2. "Yet our adversary achieves a 99% win rate against this victim by playing a counterintuitive strategy." - Well, if your main goal is to leave a stone in your opponent's territory, this strategy isn't very counterintuitive?
One of the authors here! We evaluated our matches using KataGo. In fact, our adversary is just a forked version of KataGo. We use the same modified Tromp-Taylor rules for eval. We elaborate on that more in the Reddit thread you link at [3]
Our Tweet was confusing: 280 character limit means something had to be cut, but this has caused confusion in a bunch of places, so we should have been more precise here -- sorry about that!
One of the authors here! Great to see some discussion in the paper. Your summary of computer Go vs human rule sets seems right to me. But I think there might be a slight misunderstanding. We had friendlyPassOk set to false for all of our evaluation except one game which was played not against our adversarial policy, but one of my co-authors Tony who was trying to mimick the adversarial policy.

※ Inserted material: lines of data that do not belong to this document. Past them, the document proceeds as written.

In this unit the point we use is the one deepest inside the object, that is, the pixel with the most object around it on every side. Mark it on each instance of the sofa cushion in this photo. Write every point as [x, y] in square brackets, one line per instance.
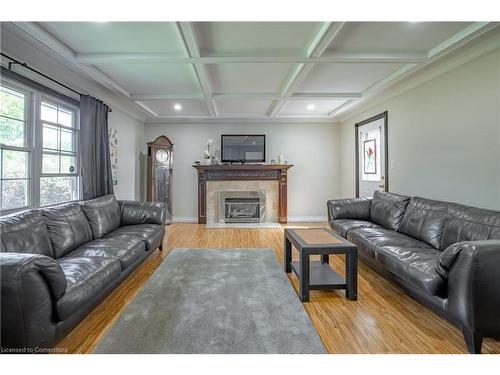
[134, 213]
[103, 214]
[387, 209]
[86, 277]
[350, 208]
[415, 265]
[342, 226]
[470, 224]
[126, 250]
[25, 233]
[68, 228]
[369, 239]
[425, 219]
[151, 234]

We evaluated KataGo under Tromp-Taylor with "self-play optimizations" described in https://lightvector.github.io/KataGo/rules.html which basically involves removing stones that can be proved to be dead using Benson's algorithm. This was the same evaluation used in the KataGo paper, and KataGo trained using these rule sets. (KataGo was also trained with some other rules -- it was randomized during training so it transfers across rules, and KataGo gets the rules as input.)

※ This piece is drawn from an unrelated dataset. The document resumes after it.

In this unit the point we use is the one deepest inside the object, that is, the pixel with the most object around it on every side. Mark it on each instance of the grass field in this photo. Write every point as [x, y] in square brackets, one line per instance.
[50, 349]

You might find this discussion of our paper at https://www.reddit.com/r/MachineLearning/comments/yjryrd/com... by the lead author of KataGo interesting. He wasn't that concerned about the rule set, primary concern was that we evaluate in a low-search regime, which is a fair critique. But he overall agrees with our conclusion that self-play just cannot be relied upon to produce robust policies sufficiently OOD.
We're looking into doing our own adversarial training run to see if we can get to a point where the KataGo agent is robust. My personal suspicion given how difficult adversarial examples have been to eliminate in image classifiers and other ML systems is that although we'll be able to train particular vulnerabilities out of the system, there's still going to be a long tail of issues that can be automatically discovered and exploited.